You’ll also torch more fat. Several studies point to the effect of cold on brown adipose tissue (brown fat), whose main job is to keep you warm. Expose your body to cold, and you’ll activate brown fat, which changes unhealthy white fat that collects around your belly, butt and hips into beige fat, allowing it to burn calories for heat.

“For most exercise situations, cold is safer and more accommodating than the summer’s heat,” explains Bill Brewer, the director of exercise science at the Rochester Institute of Technology in New York. “And it lets people work harder and longer.”

Here’s how to keep comfortable so you can focus on getting a killer workout.

Factor in the wind and the wet.

Did a quick temperature check before heading out? Now double-check the forecast for the windchill and the chance of rain. Forty degrees may not sound so cold, but when you add wind and moisture, it can be frigid—and require either more layers or a shorter jaunt. According to the National Weather Service, frostbite can even develop when skin is exposed to 40-degree temperatures if there are 20-mile-per-hour winds for 30 minutes. 

Layer up—but don’t overdo it.

You may be tempted to throw on your heaviest fleece for that outdoor run, but it’s better to wear several thin layers, says Cedric X. Bryant, Ph.D., the chief science officer for the American Council on Exercise. “You’ll trap and warm the air between each layer for an insulating effect,” he says. The outer layer should repel wind and precipitation, while the inner layers should provide warmth. For inner layers, stick with sweat-wicking fabrics like polyester and wool instead of cotton, which soaks up moisture. “Your body loses heat four times faster when exposed to water,” Bryant says; this can rapidly lead to hypothermia. As you warm up, you can fine-tune your comfort level by peeling off layers.

Put a lid on it.

“Old research cited that heat loss through the head amounted to almost half of your body heat,” says Charles Pelitera, an assistant professor of kinesiology and the coordinator of health and wellness at Canisius College in Buffalo. “Although recent studies peg it at only about 10 percent, the reality is that any area of the body that is exposed is going to lose heat at a greater rate, so be sure to cover up.” A hat, a scarf, a neck gaiter and gloves can make a big difference.

Bring a hot-water bottle.

Consider filling your water bottle with water that’s about hot-coffee temperature. “Holding the bottle can keep your hands warm, and consuming the heated water helps maintain your internal temperature,” Brewer says. This also makes your bottle less likely to freeze on the coldest days.

Avoid overheating.

Many avid runners like to use hand-warming packets or stick-on heating pads, which warm you instantly, during winter workouts. But experts caution: Don’t put artificial warmers in places where air doesn’t circulate, like your shoes. “They will cause your feet to sweat prematurely, and because the sweat is not able to evaporate, it will cool your feet and actually make them colder,” Pelitera warns.

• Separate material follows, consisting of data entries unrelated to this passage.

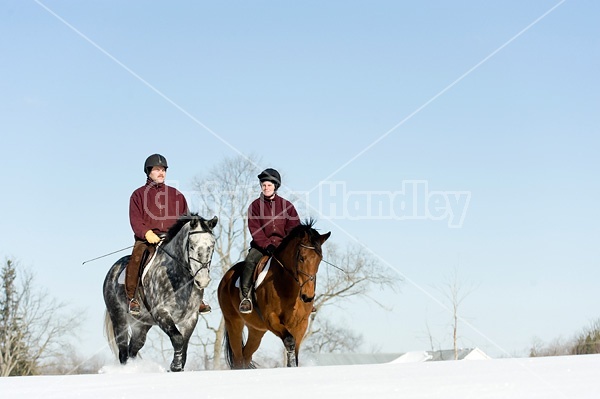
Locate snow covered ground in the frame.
[0,355,600,399]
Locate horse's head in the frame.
[276,220,331,303]
[187,215,218,289]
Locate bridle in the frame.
[156,230,211,278]
[272,243,320,291]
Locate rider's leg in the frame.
[125,241,148,313]
[240,248,263,313]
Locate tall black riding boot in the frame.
[239,262,256,313]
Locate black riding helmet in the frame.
[144,154,169,176]
[258,168,281,191]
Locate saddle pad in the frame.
[117,248,160,285]
[235,258,271,289]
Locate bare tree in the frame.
[193,156,259,369]
[0,260,81,377]
[304,243,400,352]
[440,269,474,360]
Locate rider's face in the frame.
[260,181,275,198]
[148,166,167,183]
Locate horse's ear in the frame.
[206,216,219,230]
[319,231,331,245]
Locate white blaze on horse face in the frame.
[189,228,215,289]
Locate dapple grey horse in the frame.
[104,214,217,371]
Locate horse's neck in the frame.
[155,234,187,274]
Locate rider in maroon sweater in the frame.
[125,154,210,314]
[239,168,300,313]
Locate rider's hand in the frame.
[144,230,160,244]
[265,244,277,255]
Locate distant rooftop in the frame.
[308,348,490,366]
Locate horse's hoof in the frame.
[171,363,183,373]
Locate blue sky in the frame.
[0,0,600,355]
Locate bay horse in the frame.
[217,220,331,369]
[103,214,218,371]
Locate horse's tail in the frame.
[104,310,119,357]
[223,329,233,369]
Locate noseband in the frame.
[187,231,216,278]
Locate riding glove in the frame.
[145,230,160,244]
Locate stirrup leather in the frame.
[239,297,253,314]
[129,298,140,316]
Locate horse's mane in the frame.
[279,219,321,253]
[163,213,211,245]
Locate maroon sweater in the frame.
[248,194,300,252]
[129,178,188,240]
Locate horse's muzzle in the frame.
[300,294,315,303]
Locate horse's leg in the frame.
[109,312,129,364]
[225,316,245,369]
[179,318,198,371]
[283,332,298,367]
[154,309,184,371]
[242,327,266,367]
[129,321,152,358]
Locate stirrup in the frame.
[239,297,252,314]
[129,298,140,316]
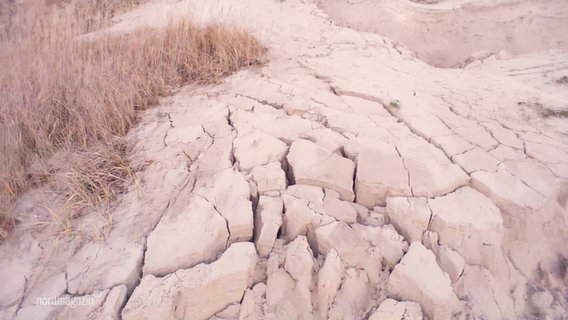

Remove sweaty clothes ASAP.

“Strip down completely and change your clothes, including your undergarments,” Pelitera says. “Sweat underneath your workout clothes will cause you to become cold at a much quicker rate.”

Know when it’s too cold to exercise safely.

With proper gear and adjustments, you can work out in subfreezing temps. The danger of frostbite and hypothermia is highest when the temperature is below 10 degrees and the wind is above 5 miles per hour. (Check the National Weather Service’s windchill chart at nws.noaa.gov to see your chance of frostbite.) Early signs of hypothermia are weakness, shivering, slurred speech, dizziness and confusion, notes Bryant. If you have any of those, get to a warm area for first aid fast.